Earlier, Callewaert et al. [24] were able to help liver cirrhosis diagnosis by using CE/LIF in quite the same conditions as the ones described above [25], the log of the ratio of peak 7 and 8 from Figure 4 allowing a diagnostic of the pathology.
Mass spectrometry can be used as detector after the CE/LIF system. To minimise the differences in migration times, the LIF detector can be connected just before the ESI source [26].
b) Amino acids and biogenic acids.
This application has been regularly reviewed since 2001, first by Prata et al. [27], then by Poinsot et al. [28]. Because most of amino acids (AA) are not native fluorescent, a labelling step is necessary. If all the AA and biogenic amines have to be studied, FITC or 3-(4-carboxybenzoyl)quinoline-2-carboxaldehyde (CBQCA) can be used and the derivatives easily separated.

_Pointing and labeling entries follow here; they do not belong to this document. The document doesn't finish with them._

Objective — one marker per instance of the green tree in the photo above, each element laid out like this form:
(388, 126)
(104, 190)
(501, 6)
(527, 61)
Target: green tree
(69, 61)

Both labels are be excited with a 488nm Argon laser or a LED at 480 nm [29] to get the same sensitivity. The main limitations with FITC are its natural fluorescence and its impurities making the identification of the labelled molecules at low concentrations more difficult, because they could migrate with the impurities. Using MEKC, highly resolved specific separations can be obtained [30] and AA can be identified as taurine [31] (Figure 5 I) or dimethyl
arginine [32].
CBQCA is a fluorogenic dye with low levels of impurities, however it cannot label secondary amines e.g. proline (Pro). In addition, Perquis et al. demonstrated that the fluorescent yield of the CBQCA-Trp derivative was 50 times less important than CBQCA-Trp, making Tryptophan (Trp) a difficult AA to be identified [33]. However, very good separations can be obtained using micellar electrokinetic chromatography (MEKC) [34] (Figure 5 II).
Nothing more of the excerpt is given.